The Gainesville, Florida rocker may not have quite the same spiritual, emotional and political heft of his New Jersey contemporary, Bruce Springsteen, but his place in the pantheon of great American rock is assured through such hits as Learning To Fly, Into The Great Wide Open and Free Fallin’.
And just to seal his street cred, Peter Bogdanovich’s four-hour documentary, Running Down a Dream, paints an indelible portrait of a great American rock star.
Recently, Petty flexed his political muscle, after Republican candidate Michelle Bachman dared to use his song American Girl in her campaign.

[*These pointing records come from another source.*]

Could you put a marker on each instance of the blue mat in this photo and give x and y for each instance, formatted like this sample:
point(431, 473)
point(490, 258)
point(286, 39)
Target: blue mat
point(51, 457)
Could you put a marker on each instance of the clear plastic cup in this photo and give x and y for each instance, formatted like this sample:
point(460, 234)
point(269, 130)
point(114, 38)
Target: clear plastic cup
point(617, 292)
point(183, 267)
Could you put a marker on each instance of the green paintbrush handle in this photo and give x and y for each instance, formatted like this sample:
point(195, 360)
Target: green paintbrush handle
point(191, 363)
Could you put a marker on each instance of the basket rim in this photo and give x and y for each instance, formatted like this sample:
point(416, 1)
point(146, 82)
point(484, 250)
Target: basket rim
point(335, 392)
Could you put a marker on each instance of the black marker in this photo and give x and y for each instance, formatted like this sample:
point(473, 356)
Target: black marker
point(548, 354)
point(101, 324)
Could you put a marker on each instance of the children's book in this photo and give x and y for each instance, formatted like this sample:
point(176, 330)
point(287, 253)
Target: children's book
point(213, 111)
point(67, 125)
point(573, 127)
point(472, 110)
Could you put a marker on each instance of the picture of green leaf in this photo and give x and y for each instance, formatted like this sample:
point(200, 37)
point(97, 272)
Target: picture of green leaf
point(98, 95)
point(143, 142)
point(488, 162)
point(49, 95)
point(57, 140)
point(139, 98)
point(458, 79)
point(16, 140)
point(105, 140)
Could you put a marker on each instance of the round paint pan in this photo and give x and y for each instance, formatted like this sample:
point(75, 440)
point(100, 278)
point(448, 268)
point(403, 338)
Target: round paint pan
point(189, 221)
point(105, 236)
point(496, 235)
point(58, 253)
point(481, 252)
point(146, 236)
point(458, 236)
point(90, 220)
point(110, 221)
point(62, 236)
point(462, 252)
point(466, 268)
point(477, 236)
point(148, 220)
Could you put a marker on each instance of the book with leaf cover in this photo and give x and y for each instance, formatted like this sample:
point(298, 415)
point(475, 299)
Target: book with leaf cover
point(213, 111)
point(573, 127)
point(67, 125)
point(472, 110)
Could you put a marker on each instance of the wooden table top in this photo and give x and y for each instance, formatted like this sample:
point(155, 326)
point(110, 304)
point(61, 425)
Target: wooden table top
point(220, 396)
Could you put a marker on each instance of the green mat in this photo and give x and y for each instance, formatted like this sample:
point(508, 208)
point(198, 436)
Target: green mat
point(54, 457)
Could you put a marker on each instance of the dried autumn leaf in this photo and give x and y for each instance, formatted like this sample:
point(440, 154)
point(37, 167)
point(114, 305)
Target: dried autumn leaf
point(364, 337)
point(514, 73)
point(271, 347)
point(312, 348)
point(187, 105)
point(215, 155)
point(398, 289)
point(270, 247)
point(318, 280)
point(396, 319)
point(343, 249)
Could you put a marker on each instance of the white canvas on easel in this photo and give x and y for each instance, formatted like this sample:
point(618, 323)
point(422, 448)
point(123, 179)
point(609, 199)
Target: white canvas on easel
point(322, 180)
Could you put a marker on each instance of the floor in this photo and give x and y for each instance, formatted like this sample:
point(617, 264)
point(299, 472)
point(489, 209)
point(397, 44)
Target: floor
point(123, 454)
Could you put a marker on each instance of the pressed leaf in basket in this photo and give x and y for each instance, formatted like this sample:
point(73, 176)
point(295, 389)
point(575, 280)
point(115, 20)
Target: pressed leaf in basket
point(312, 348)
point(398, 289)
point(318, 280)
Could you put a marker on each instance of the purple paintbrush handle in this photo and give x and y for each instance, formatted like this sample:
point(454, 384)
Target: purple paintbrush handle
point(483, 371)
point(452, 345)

In 2000, Petty had stopped George W Bush from using his song I Won’t Back Down, so needless to say he didn’t back down from this latest assault on his integrity.
Petty and his Heartbreakers took to the O2 stage at 9.05pm, looking older but no less vintage. No sign of Petty’s trademark grey stovepipe hat – that was destroyed in a house fire a few years ago – but his long-time band mates – keyboard player Benmont Tench, guitarist Mike Campbell, bassist Ron Blair, Drummer Steve Ferrone and multi-instrumentalist Scott Thurston – were present and correct.
The band opened gingerly with Listen to Her Heart, then pushed it a bit more with You Wreck Me, before sealing the deal with I Won’t Back Down and Here Comes My Girl. “It’s been far too long since we were last here,” said a bearded and besuited Petty, then launched into Handle With Care. Oh, yeah, I forgot, he was in the Travelling Wilburys too. What a legend.
A recent song, Good Enough, from the 2010 album Mojo, was a bluesy, Zep-esque three-guitar assault – good enough for me.
The band followed that with a rendition of Fleetwood Mac’s Oh Well, but Petty’s own Free Fallin’ really lifted the gig to the next level. It’s Good To Be King was a right royal wig-out. He may not be the King of American rock, but he’s one of its bravest captains.